Plastic pollution is becoming a huge problem in the world’s oceans. As per the Ocean Conservancy’s 2008 International Coastal Cleanup, a total of 11,439,086 items of debris were collected worldwide. Microplastics used as exfoliators in many facial cleansers are thought to pose a high risk to the marine environment.
Their tiny size means they pass through wastewater treatment facilities and end up in the ocean. They are ingested by plankton and then passed up the food chain and eventually end up in higher organisms such as marine mammals – especially the whales. Their persistence in the environment means they could have a marked effect on marine life in the future.
We are now seeing more animals washing up on our beaches with their stomachs full of plastic. When they swallow so much plastic debris, indigestion happens and therefore death occurs. An estimated 100,000 whales, dolphin, turtles and seals die each year from the consumption of plastics.
It is probably a common concept that marine debris consists of just a few pieces of rubbish scattered along the strand line of beaches and is of no harm to anyone. Unfortunately this is not the case.
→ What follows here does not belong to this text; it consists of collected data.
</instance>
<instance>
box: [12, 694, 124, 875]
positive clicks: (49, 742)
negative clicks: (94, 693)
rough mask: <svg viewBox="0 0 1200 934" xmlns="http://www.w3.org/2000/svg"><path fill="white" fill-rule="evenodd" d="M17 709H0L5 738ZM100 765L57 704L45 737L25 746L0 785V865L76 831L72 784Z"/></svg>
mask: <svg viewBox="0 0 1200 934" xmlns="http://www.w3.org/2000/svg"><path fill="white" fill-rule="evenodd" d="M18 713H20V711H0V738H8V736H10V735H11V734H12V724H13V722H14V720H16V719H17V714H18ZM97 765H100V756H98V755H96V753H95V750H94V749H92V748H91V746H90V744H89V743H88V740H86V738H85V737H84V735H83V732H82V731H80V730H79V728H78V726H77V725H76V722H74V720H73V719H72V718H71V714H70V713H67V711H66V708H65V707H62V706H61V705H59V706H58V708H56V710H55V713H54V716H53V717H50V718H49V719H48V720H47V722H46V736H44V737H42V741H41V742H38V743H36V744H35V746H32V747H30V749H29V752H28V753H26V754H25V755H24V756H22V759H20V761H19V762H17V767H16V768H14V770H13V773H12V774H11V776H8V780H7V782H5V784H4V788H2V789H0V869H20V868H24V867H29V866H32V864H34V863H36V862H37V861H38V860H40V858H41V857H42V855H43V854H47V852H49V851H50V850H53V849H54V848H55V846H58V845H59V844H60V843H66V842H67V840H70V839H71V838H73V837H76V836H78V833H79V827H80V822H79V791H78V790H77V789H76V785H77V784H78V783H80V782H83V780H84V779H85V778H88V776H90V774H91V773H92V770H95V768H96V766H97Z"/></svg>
Marine debris has become a pervasive pollution problem affecting all of the world’s oceans. It is known to be the cause of injuries and deaths of numerous marine animals and birds, either because they become entangled in it or they mistake it for prey and eat it.
Plastic and synthetic materials are the most common types of marine debris and cause the most problems for marine animals and birds. At least 267 different species are known to have suffered from entanglement or ingestion of marine debris including seabirds, turtles, seals, sea lions, whales and fish.
Though whales are massive, they are the species nearest to extinction and there should be actions taken by authorities to seal this slaughtering at the earliest. What do you have to say about this?